Le grand départ pour les Antilles vers La Barbade est le 9 déc. Nous avons fait nos formalités de sortie pour remettre à qui de droit de l’autre côté de l’Atlantique. Avec un peu de trémolo, nous larguons les amarres vers 15h. Nous sommes trois voiliers à quitter au cours de la même heure. Nous nous perdrons de vue rapidement de vue parce que l’un se rend au Brésil, nous sur la Barbade et l’autre sur la Martinique. Une dizaine de degrés à tribord et à bâbord y fait.
Nous prendrons 16 jours et demi pour traverser l’Atlantique vers l’arc Antillais avec en prime une aventure imprévue.
Le 9 déc., entre les îles du Cap vert, le vent s’accélère à 20 noeuds sans houle. Nous filons et c’est bon. À peine sortis du couloir, une dorade s’offre à nous pour souper. Heureux sommes- nous dans cette généreuse mer. La houle s’installe rapidement lorsque nous laissons les îles. Nous installons le foc tempête pour diminuer le roulis, mais c’est plus ou moins efficace attendu que la houle vient de si haut dans le nord et que le vent la maintient.
Le 10 déc., Michel décide de faire une route plus sud dans les alizés afin d’éviter les forts vents prévus de 30 noeuds plus au nord et d’éviter les dépressions qui se comblent rapidement sur elles-mêmes. Le soleil tape fort, nous installons une toile pare-soleil. Ouf ! c’est mieux pour nos cocos et notre peau. Ne vous inquiétez pas, nous sommes crémées jusqu’aux orteils à la 30 s’il vous plaît et nous buvons beaucoup d’eau. Le vent passe davantage à l’est une partie de la journée puis revient au NE de 10 à 15 noeuds. Nous filons toujours de 5à 7 noeuds avec des surfs à 9 noeuds. Nos quarts de surveillance à Danielle et moi se partagent au gré de notre état de fatigue.

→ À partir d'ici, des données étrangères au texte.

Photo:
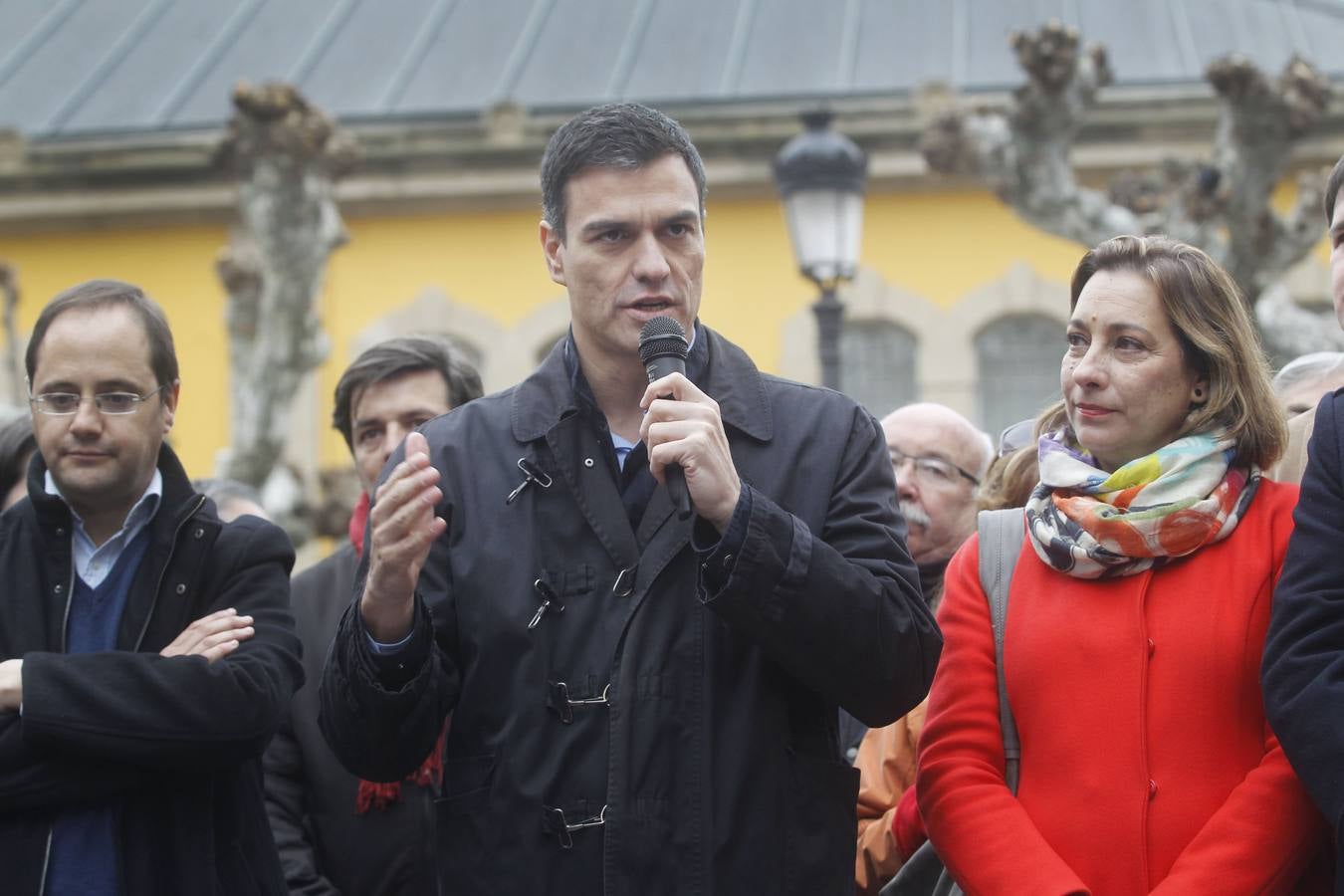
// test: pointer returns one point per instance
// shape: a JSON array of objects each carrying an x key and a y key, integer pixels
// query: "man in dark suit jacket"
[
  {"x": 1304, "y": 654},
  {"x": 336, "y": 833}
]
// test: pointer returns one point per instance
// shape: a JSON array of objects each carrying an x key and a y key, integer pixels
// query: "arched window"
[
  {"x": 1017, "y": 361},
  {"x": 878, "y": 364}
]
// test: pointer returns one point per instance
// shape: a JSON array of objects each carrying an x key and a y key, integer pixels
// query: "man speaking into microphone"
[{"x": 641, "y": 703}]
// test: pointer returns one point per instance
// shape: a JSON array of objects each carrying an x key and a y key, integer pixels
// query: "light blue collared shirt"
[{"x": 93, "y": 561}]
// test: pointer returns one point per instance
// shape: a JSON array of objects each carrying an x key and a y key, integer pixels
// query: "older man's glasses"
[
  {"x": 932, "y": 469},
  {"x": 112, "y": 403}
]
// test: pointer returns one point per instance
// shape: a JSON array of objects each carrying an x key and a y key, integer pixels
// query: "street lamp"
[{"x": 821, "y": 177}]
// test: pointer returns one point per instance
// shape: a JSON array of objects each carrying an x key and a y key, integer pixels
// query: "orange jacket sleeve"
[
  {"x": 979, "y": 827},
  {"x": 886, "y": 768}
]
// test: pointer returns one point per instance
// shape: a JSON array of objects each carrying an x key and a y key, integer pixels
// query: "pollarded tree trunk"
[
  {"x": 1222, "y": 207},
  {"x": 287, "y": 156},
  {"x": 12, "y": 362}
]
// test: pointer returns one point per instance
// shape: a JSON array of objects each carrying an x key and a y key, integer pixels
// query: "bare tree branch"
[
  {"x": 14, "y": 368},
  {"x": 287, "y": 154},
  {"x": 1224, "y": 206}
]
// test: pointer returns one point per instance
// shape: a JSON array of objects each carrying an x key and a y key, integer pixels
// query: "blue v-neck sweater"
[{"x": 84, "y": 841}]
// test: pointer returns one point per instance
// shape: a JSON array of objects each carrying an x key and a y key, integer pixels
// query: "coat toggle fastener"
[
  {"x": 556, "y": 823},
  {"x": 549, "y": 599},
  {"x": 531, "y": 473},
  {"x": 558, "y": 699}
]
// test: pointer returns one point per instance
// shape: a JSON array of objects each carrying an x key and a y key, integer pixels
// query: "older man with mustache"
[{"x": 938, "y": 458}]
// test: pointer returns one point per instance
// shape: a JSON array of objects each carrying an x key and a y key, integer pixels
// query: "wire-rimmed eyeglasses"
[
  {"x": 111, "y": 403},
  {"x": 933, "y": 469}
]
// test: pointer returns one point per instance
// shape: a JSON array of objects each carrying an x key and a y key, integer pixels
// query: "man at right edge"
[{"x": 641, "y": 704}]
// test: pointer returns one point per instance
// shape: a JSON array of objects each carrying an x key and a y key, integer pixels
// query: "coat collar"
[{"x": 733, "y": 380}]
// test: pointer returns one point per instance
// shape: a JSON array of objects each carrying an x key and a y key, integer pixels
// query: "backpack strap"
[{"x": 1001, "y": 543}]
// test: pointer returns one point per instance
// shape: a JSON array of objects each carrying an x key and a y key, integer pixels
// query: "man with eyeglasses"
[
  {"x": 146, "y": 650},
  {"x": 938, "y": 458}
]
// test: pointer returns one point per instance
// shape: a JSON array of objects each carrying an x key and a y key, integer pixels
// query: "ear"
[
  {"x": 169, "y": 399},
  {"x": 1199, "y": 391},
  {"x": 554, "y": 250}
]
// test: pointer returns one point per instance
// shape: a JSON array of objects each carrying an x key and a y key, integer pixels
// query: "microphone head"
[{"x": 660, "y": 337}]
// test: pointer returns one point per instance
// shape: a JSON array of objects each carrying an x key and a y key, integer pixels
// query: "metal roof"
[{"x": 87, "y": 66}]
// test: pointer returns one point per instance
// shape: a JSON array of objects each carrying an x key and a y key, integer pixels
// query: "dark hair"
[
  {"x": 1009, "y": 480},
  {"x": 1332, "y": 188},
  {"x": 622, "y": 134},
  {"x": 16, "y": 445},
  {"x": 395, "y": 357},
  {"x": 107, "y": 293},
  {"x": 1216, "y": 334}
]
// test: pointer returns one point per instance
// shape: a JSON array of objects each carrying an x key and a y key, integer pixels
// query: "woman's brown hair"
[{"x": 1218, "y": 340}]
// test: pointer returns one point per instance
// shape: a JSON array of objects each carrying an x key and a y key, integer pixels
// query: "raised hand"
[
  {"x": 403, "y": 528},
  {"x": 687, "y": 429},
  {"x": 212, "y": 637}
]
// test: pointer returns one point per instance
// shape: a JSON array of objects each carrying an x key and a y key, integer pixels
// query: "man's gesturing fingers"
[
  {"x": 403, "y": 528},
  {"x": 676, "y": 387},
  {"x": 212, "y": 637},
  {"x": 683, "y": 425}
]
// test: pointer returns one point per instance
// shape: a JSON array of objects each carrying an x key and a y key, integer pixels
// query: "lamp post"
[{"x": 821, "y": 176}]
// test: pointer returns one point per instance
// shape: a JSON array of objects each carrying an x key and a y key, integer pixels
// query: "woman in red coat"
[{"x": 1136, "y": 617}]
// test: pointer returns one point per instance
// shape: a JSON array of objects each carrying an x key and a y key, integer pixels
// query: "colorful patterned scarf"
[{"x": 1093, "y": 524}]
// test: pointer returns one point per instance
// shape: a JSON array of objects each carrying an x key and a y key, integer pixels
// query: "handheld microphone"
[{"x": 663, "y": 349}]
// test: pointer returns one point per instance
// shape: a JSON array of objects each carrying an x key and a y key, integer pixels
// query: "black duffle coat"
[
  {"x": 172, "y": 743},
  {"x": 692, "y": 729}
]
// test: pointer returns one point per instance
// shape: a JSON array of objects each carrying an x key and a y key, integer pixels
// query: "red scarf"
[{"x": 373, "y": 794}]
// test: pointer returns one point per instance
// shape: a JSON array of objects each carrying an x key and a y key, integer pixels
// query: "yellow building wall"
[{"x": 941, "y": 246}]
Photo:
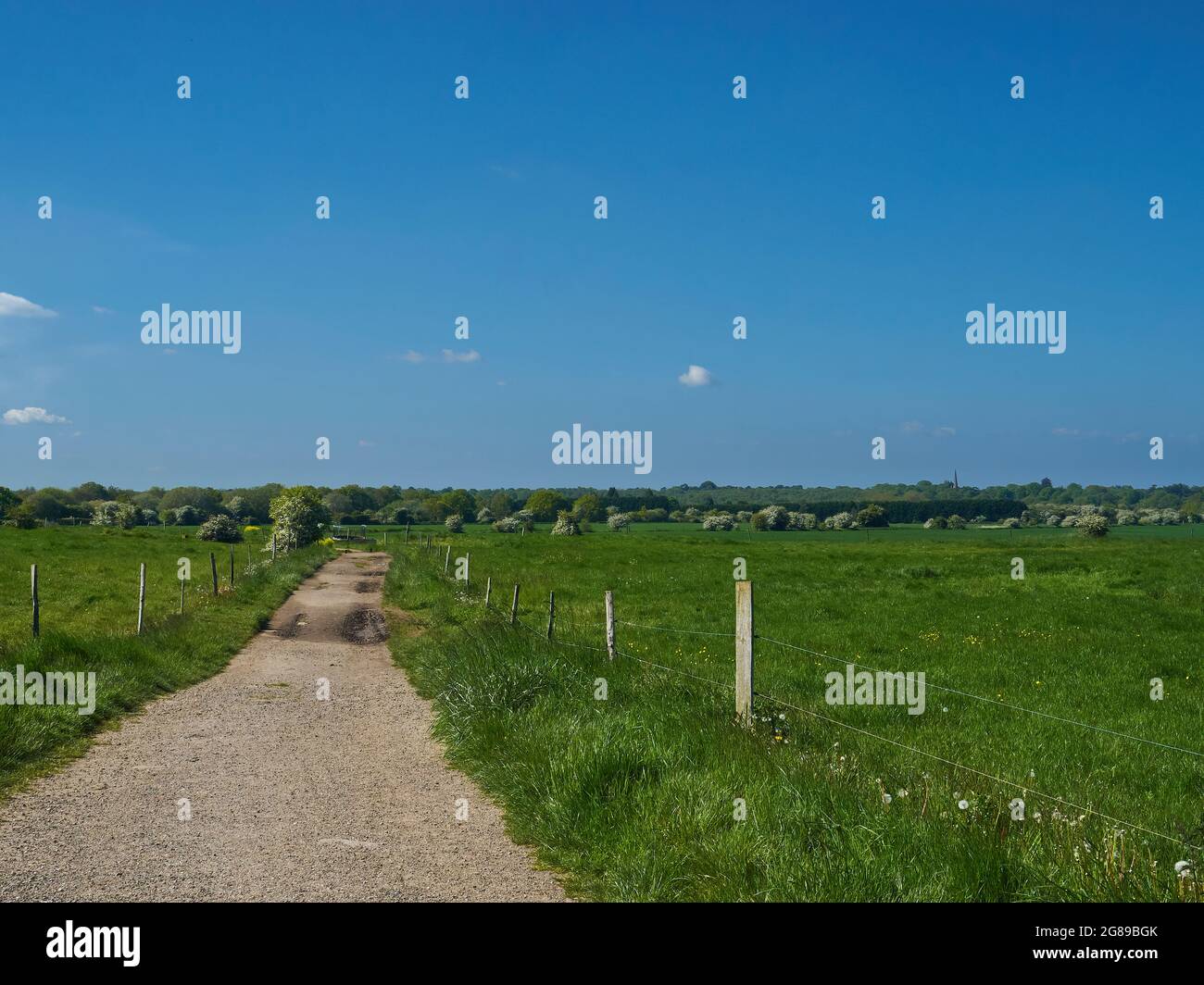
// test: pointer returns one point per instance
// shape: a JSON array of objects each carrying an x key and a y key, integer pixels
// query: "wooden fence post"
[
  {"x": 745, "y": 653},
  {"x": 609, "y": 625},
  {"x": 143, "y": 593},
  {"x": 32, "y": 577}
]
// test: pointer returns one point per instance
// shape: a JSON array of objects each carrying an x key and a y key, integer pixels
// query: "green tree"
[
  {"x": 458, "y": 503},
  {"x": 297, "y": 515},
  {"x": 44, "y": 505},
  {"x": 588, "y": 507},
  {"x": 546, "y": 504},
  {"x": 501, "y": 504}
]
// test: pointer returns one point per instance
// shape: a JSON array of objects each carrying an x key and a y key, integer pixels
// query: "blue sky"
[{"x": 718, "y": 207}]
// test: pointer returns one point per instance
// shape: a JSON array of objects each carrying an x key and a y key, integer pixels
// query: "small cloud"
[
  {"x": 11, "y": 306},
  {"x": 450, "y": 355},
  {"x": 32, "y": 416}
]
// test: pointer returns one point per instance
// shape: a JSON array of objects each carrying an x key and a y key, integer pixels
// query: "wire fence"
[{"x": 549, "y": 637}]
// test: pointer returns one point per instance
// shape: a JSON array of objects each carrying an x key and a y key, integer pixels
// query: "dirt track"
[{"x": 290, "y": 797}]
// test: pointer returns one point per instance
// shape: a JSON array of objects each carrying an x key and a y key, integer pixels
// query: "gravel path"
[{"x": 292, "y": 797}]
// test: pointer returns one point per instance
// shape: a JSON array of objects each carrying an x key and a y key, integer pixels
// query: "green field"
[
  {"x": 633, "y": 796},
  {"x": 88, "y": 583}
]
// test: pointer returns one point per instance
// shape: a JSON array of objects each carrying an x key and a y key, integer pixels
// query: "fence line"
[
  {"x": 735, "y": 688},
  {"x": 994, "y": 701}
]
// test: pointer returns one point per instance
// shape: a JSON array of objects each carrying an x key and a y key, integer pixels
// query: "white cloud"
[
  {"x": 472, "y": 355},
  {"x": 11, "y": 306},
  {"x": 32, "y": 416}
]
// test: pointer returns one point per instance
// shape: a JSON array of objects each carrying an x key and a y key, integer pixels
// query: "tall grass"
[
  {"x": 89, "y": 628},
  {"x": 633, "y": 796}
]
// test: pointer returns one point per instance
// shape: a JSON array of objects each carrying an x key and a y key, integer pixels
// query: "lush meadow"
[
  {"x": 88, "y": 584},
  {"x": 634, "y": 796}
]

Le 11 déc., nous aurons une autre journée costume de bain. Comme la houle persiste, nous nous obligeons à porter notre harnais à chaque fois que nous allons sur le pont avant. Vaut mieux cela que d’effectuer les manœuvres de l’homme à la mer que nous récapitulons d’ailleurs. Nous assistons à notre spectacle de dauphins vers 14h et vers 16h, un navire apparaît à l’horizon. Il se dandine en traçant des demi-cercles tout en se rapprochant de nous. Michel communique sur le canal 16 avec ce navire. C’est un pêcheur Espagnol qui lance et reprend ses filets. Il livre son poisson au Cap vert à 200milles.
Comme le poulet a décongelé tranquillement, que nous avons encore une belle dorade et qu’il vaut mieux cuisiner tôt dans la journée, je le fais cuire au presto puis il se conservera sous vide 24 heures, grâce à la cuisson sous pression. La bouffe à bord doit être planifiée parce que le temps et le cœur sont plutôt imprévisibles.
12 déc., la nuit est plus agitée. Nous vérifions le cap à toutes les heures et comme le pilote et le régulateur fonctionnent, je m’assure que la roue est bien barrée afin qu’un instrument ne nuise pas à l’autre. Le vent s’établit entre 20 et 25 noeuds du NE comme prévu. Les alizés sont forts, mais constants. Nous organisons donc nos voiles et la vie à bord en conséquence. Michel devra aujourd’hui ajuster la bombonne de propane à deux reprises parce que le gaz ne se rend pas au poêle. C’est du sport ! Descendre sur la marche extérieure du bateau, ouvrir le caisson et ajuster le régulateur. Il est attaché et on double la sécurité avec un autre cordage question qu’il se sente justement retenu.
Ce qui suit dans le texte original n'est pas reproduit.